Using the MRK hydrogel for cancer management may offer the following advantages: (1) localized sustained KN93 delivery. In theory, controlled localized drug delivery could enhance therapeutic efficacy. We observed that the Cy5 release rate from the MR52-Cy5 hydrogel in the subcutaneous model decreased significantly. (2) The direct tumor cell-killing effects of MRK. CAMKII plays an oncogenic role in various tumors, and the use of the special inhibitor KN93 can inhibit tumor growth; based on the killing effect of melittin, the MRK hydrogel can exert a synergistic tumor inhibition effect. (3) Increasing the uptake of KN93. As our results show, the MR52-Cy5 hydrogel increased the uptake of Cy5 in B16F10 melanoma cells using confocal imaging assay and flow cytometry, based mainly on the function of melittin. Accordingly, the MRK hydrogel could enhance the uptake of KN93 for tumor cells to promote antitumor effects. (4) Immune-stimulating ability. On the one hand, the MRK hydrogel can cause ICD in tumor cells, which can exert the activation of draining lymph nodes DCs in vivo further; On the other hand, the KN93 loaded in the MRK hydrogel can reprogram TAMs towards anti-tumor M1 macrophages, and MR52 and KN93 can also promote DCs' maturation. (5) Combination with a PD-1 antibody. The MRK hydrogel can increase the expression level of PD-L1 in TAMs, which provides a good rationale for combination therapy involving the MRK hydrogel and a PD-1 antibody.

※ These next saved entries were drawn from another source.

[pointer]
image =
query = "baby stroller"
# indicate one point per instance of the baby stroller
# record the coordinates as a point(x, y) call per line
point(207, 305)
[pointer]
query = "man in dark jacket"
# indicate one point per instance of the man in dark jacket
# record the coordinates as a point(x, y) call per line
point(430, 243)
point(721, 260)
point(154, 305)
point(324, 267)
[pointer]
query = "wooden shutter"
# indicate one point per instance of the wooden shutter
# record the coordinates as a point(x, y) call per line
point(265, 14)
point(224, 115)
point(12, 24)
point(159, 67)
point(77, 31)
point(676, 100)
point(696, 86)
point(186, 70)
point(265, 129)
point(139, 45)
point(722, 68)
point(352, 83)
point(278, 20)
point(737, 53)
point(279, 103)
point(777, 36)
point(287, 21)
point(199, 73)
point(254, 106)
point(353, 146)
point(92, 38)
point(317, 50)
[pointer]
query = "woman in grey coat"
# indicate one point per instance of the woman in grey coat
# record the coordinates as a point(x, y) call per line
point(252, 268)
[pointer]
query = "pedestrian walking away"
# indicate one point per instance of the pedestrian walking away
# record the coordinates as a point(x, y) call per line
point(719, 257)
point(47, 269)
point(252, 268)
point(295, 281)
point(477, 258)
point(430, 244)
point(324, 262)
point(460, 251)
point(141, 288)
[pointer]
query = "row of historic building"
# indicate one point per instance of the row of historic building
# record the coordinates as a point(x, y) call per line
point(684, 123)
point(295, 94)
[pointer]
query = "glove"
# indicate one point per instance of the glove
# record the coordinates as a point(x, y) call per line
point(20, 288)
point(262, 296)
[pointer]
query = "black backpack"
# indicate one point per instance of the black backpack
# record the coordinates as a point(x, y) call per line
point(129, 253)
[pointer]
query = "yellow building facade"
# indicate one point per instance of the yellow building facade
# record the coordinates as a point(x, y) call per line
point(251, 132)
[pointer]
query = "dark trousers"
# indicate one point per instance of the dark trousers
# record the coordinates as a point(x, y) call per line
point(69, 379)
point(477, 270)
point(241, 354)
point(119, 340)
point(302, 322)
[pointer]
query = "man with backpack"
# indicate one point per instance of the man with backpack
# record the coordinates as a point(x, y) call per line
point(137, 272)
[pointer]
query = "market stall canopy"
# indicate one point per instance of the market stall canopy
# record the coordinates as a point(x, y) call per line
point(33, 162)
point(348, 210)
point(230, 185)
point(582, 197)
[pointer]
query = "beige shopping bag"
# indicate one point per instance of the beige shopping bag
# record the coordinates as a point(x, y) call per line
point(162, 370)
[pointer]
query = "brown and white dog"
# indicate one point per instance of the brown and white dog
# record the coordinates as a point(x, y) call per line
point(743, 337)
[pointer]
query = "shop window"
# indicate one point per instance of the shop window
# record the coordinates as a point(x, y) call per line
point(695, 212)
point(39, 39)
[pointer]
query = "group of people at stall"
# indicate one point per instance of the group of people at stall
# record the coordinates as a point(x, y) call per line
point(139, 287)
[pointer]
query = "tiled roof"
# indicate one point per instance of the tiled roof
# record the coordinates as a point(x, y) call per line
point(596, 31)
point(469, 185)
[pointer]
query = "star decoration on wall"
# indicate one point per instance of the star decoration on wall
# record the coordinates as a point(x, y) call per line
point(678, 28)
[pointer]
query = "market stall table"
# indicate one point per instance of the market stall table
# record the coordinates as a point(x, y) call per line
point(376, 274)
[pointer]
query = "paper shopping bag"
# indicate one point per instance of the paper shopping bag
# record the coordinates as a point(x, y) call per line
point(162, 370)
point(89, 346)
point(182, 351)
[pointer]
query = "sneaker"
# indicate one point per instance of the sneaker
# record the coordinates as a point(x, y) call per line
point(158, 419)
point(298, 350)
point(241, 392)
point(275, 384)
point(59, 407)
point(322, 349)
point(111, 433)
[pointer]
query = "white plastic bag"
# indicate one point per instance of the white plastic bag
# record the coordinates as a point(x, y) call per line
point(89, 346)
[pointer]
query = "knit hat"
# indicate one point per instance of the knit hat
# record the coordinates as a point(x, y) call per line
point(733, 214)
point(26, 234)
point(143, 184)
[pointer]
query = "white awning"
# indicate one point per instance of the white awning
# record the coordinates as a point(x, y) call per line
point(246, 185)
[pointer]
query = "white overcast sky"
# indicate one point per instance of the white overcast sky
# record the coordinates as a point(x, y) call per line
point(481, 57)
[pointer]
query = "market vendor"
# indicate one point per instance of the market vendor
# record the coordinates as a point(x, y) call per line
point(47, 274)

This combination strategy produced a cure rate of up to about 30% when used for hepatoma MAs treatment. Additionally, it showed potent therapeutic efficacy in a subcutaneous B16-luc melanoma model. (6) Ease of synthesis and low synthesis costs. We shortened the length of RADA and screened out MR52 further, which has lower synthesis costs and better antitumor effects than MR60. (7) Excellent biocompatibility and biodegradability. The MR52 hydrogel is composed of saline and peptides, which can be biodegraded in the presence of proteinase K. In summary, we have developed a combined targeted immunotherapy strategy based on the controlled release of targeted drug KN93 from the MRK hydrogel scaffold and PD-1 antibody. In the future, the MRK hydrogel may serve as a prospective platform for antitumor treatment.
Conclusion
A promising cancer immunotherapy strategy requires not only the killing effects on tumor cells but also the regulation of TAMs reprogramming and differentiation into M1-TAMs. In summary, we have created an excellent KN93-encapsulated melittin hydrogel (MRK) with optimal characteristics in this study. The MRK hydrogel can provide a synergistic tumor suppression effect against melanoma and MAs through reshaping TMEs. Due to its localized sustained KN93 delivery, direct tumor cell-killing effects and improved uptake of KN93 and immune-stimulating ability, the MRK hydrogel elicits strong antitumor immune responses and offers potent therapeutic efficacy for melanoma and MAs. The MRK hydrogel could be further combined with PD-1 antibody to achieve a cure rate of approximately 30% for MAs with widespread peritoneal metastases.
Supplementary Material
Acknowledgments
This study was supported by grants from the National Natural Science Foundation of China (No. 81874233, 81874222, and 81672978), Hubei Natural Science Foundation (2019CFB465), and the National Key Research and Development Program of China (Project No. 2016YFC0105300). We thank the Optical Bioimaging Core Facility of WNLOHUST for the support in data acquisition.
References
- 1.Holzel M, Bovier A, Tuting T. Plasticity of tumour and immune cells: a source of heterogeneity and a cause for therapy resistance? Nat Rev Cancer. 2013;13(5):365–376. doi: 10.1038/nrc3498. [DOI] [PubMed] [Google Scholar]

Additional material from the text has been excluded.